On Tue, 17 Jun 2025 12:22:10 -0300, jgg@xxxxxxxx wrote:
Weird, but I would not expect this as a general rule, not sure we
should rely on it.
I would say exported function should not get automatically
inlined. That throws all the kprobes into chaos :\
BTW, why can't the other patches in this series just use
unpin_user_page_range_dirty_lock? The way this stuff is supposed to
work is to combine adjacent physical addresses and then invoke
unpin_user_page_range_dirty_lock() on the start page of the physical
range. This is why we have the gup_folio_range_next() which does the
segmentation in an efficient way.
Combining adjacent physical is basically free math.
Segmenting to folios in the vfio side doesn't make a lot of sense,
IMHO.
drivers/vfio/vfio_iommu_type1.c | 35 +++++++++++++++++++++++++++++----
1 file changed, 31 insertions(+), 4 deletions(-)

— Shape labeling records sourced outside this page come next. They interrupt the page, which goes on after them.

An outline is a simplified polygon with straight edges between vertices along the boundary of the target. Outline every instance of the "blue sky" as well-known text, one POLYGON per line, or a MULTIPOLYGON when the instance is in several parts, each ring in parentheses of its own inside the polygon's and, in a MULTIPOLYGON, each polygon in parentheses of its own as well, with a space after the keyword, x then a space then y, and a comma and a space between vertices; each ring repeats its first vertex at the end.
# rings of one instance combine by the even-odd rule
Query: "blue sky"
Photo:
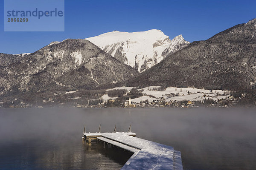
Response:
POLYGON ((113 30, 157 29, 171 39, 182 34, 192 42, 256 17, 255 0, 65 0, 64 32, 4 32, 0 0, 0 53, 12 54, 113 30))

diff --git a/drivers/vfio/vfio_iommu_type1.c b/drivers/vfio/vfio_iommu_type1.c
index e952bf8bdfab..159ba80082a8 100644
--- a/drivers/vfio/vfio_iommu_type1.c
+++ b/drivers/vfio/vfio_iommu_type1.c
@@ -806,11 +806,38 @@ static long vfio_unpin_pages_remote(struct vfio_dma *dma, dma_addr_t iova,
bool do_accounting)
{
long unlocked = 0, locked = vpfn_pages(dma, iova, npage);
- long i;
- for (i = 0; i < npage; i++)
- if (put_pfn(pfn++, dma->prot))
- unlocked++;
+ while (npage) {
+ long nr_pages = 1;
+
+ if (!is_invalid_reserved_pfn(pfn)) {
+ struct page *page = pfn_to_page(pfn);
+ struct folio *folio = page_folio(page);
+ long folio_pages_num = folio_nr_pages(folio);
+
+ /*
+ * For a folio, it represents a physically
+ * contiguous set of bytes, and all of its pages
+ * share the same invalid/reserved state.
+ *
+ * Here, our PFNs are contiguous. Therefore, if we
+ * detect that the current PFN belongs to a large
+ * folio, we can batch the operations for the next
+ * nr_pages PFNs.
+ */
+ if (folio_pages_num > 1)
+ nr_pages = min_t(long, npage,
+ folio_pages_num -
+ folio_page_idx(folio, page));
+
+ unpin_user_folio_dirty_locked(folio, nr_pages,
+ dma->prot & IOMMU_WRITE);
Are you suggesting that we should directly call
unpin_user_page_range_dirty_lock() here (patch 3/3) instead?
BTW, it appears that implementing unpin_user_folio_dirty_locked()
as an inline function may not be viable for vfio, given that
gup_put_folio() is not exported.